Kjerish, CC BY-SA 4.0, via Wikimedia Commons

Data proliferates. Whether you are a small team or a multinational enterprise, information grows at an accelerated rate over time. As that data proliferates, you can run into issues of interoperability, duplication, and inconsistency that slows down the speed with which actionable insights can be derived. In order to mitigate this natural tendency, we develop and enforce standardized data models. 

Developing enterprise data models introduces new concerns, such as how centralized ownership of the model should be. While it can be helpful to have a singular overarching data model team, centralization can also introduce its own challenges. Chief among these is the introduction of a modeling bottleneck. If only one team can produce or approve models, that slows down the speed with which models can be developed and improved. Even if that team is incorporating feedback and review from the data experts, centralization is typically a blocker to ensuring that deep domain knowledge is captured and kept updated. It is for that reason that frameworks such as data mesh and data fabric promote domain ownership of data models by the people closest to the data within a larger federated framework.

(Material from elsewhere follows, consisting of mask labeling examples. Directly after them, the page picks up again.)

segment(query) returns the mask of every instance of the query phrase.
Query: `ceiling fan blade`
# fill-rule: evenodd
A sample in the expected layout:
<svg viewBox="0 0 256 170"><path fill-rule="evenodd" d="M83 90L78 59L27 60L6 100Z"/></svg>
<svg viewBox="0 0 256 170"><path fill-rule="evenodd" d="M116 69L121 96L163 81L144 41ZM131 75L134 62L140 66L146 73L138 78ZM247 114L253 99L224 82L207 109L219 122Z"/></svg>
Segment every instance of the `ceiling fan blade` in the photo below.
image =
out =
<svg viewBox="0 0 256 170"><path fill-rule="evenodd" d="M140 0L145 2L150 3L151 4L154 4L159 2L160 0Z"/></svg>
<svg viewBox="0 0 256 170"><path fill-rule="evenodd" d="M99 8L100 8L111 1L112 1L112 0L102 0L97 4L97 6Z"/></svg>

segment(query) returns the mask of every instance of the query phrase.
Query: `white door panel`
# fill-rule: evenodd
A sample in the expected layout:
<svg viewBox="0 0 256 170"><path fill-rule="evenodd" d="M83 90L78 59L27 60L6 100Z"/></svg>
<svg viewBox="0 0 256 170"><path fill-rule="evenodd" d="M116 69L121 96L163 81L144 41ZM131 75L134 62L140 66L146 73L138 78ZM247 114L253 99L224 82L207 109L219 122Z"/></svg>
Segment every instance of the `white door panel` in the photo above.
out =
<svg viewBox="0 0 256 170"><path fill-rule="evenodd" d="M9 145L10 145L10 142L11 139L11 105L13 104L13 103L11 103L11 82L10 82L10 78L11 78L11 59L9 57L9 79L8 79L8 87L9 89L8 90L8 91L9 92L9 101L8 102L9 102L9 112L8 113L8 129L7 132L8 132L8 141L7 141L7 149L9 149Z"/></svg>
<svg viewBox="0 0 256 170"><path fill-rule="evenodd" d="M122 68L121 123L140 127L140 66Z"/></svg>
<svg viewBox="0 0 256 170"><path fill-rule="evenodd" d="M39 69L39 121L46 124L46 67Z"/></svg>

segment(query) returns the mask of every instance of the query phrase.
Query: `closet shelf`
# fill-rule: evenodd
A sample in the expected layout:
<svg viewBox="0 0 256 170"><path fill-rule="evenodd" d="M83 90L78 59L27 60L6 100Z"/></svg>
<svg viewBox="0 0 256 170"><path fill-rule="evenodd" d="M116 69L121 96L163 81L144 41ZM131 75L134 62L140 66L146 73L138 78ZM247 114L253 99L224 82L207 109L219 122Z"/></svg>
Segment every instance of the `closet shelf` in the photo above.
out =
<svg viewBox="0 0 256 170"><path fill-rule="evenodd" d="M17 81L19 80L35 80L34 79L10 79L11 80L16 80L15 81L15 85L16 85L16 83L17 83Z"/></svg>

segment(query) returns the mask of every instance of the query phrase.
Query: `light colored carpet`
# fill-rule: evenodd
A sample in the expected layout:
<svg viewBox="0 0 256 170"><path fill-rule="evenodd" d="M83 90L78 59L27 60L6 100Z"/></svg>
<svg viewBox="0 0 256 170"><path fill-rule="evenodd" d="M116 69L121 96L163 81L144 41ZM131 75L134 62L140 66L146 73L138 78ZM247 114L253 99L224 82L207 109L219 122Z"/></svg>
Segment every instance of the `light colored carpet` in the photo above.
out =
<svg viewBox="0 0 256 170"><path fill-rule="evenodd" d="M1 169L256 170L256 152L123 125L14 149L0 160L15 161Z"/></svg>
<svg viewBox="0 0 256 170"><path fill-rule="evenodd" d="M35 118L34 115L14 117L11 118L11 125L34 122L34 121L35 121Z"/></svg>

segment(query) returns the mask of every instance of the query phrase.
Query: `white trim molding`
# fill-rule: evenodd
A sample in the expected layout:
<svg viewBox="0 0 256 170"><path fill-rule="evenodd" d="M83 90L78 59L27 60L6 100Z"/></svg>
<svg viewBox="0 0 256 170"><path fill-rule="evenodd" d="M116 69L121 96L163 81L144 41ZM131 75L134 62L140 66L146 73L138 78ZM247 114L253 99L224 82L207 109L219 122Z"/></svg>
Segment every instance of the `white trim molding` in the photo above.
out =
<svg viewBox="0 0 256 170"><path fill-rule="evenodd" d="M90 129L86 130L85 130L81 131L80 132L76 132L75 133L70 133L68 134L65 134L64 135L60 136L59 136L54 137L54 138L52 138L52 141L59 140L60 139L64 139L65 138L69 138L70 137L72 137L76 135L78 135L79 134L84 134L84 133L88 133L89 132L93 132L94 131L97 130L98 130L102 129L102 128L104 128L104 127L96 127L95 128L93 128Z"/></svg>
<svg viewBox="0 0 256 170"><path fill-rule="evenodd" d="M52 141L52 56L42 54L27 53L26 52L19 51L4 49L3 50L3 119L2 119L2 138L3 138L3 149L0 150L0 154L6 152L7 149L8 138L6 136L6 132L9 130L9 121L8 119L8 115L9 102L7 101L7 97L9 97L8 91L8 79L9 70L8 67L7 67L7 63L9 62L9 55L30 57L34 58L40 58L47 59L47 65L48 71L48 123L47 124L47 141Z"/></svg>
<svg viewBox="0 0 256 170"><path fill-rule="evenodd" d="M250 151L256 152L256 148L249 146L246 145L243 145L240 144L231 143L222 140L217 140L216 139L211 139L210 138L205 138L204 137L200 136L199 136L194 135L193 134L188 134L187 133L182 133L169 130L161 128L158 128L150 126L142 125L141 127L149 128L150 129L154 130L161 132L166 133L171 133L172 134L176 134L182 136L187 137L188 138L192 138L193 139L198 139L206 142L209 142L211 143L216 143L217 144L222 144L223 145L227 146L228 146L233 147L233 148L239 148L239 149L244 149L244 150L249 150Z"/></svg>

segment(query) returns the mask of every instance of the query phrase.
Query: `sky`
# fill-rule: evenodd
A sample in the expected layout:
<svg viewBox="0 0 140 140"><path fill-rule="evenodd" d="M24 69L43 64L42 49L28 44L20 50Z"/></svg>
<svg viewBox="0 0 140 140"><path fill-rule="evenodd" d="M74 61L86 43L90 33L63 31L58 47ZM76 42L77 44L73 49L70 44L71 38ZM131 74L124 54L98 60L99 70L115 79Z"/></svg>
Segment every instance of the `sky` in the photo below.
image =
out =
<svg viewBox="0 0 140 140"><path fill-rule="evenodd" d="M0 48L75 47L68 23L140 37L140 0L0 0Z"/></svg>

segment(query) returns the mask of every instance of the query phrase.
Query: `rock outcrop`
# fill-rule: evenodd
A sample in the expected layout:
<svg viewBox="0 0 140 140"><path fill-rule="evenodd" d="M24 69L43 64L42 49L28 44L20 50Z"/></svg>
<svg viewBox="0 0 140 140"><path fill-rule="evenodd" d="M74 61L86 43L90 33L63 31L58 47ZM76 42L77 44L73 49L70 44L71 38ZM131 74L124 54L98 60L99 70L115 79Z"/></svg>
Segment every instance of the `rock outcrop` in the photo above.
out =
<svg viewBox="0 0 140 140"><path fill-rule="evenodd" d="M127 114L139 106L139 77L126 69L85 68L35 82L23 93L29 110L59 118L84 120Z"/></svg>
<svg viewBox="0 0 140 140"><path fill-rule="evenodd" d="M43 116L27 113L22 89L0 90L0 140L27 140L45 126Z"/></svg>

Before continuing, we should define a few terms:

Federation refers to a collection of smaller groups within a larger organization, each of which has some degree of autonomy and ability to make decisions. Within the context of a data framework, federation means that different groups within an organization, such as Sales and Accounts, are responsible for and make decisions about their data. Domain, for the purposes of this article, is a specific area of knowledge within an organization. Products are a common domain area within organizations, with specific product types or categories serving as more specific sub-domains. Domains may make use of highly-specific subject knowledge, and are often characterized by their depth rather than their breadth.

Of course, implementing domains working within a federated data model brings its own challenges for data governance. Some–such as the need for global standardization to promote interoperability across data products–are common data challenges, while others–such as the federation of governance responsibilities–may be new to organizations embarking on a decentralized model journey. This article will walk through how to begin transitioning to federated data model governance.

Local government plenary chamber in the town hall in Dülmen, North Rhine-Westphalia, Germany (2017)

Similar to a town hall or local government, success will rely on ensuring that many different stakeholders have a seat at the table and a sense of shared responsibility. Dietmar Rabich / Wikimedia Commons / “Dülmen, Rathaus, Ratssaal — 2017 — 9667-73” / CC BY-SA 4.0

 

Moving away from a centralized model: Balancing standardization and autonomy

For organizations that have already implemented centralized data governance, the thought that governance responsibilities can or should be federated out to different domains may seem strange. Data governance grows out of the need for standardization, interoperability, and regulatory standards, all of which are typically associated with centralized management. These needs are central to any large organization’s data governance, and they don’t go away when creating a federated governance model. However, within a federated data model, these standardization needs are balanced against the principles of domain autonomy that support data innovation and agile production. Time spent explaining field naming conventions and data structure to non-experts and waiting for approval can slow or even stymie the ability to make data internally available, resulting in increased cost, lost hours, and lower innovation.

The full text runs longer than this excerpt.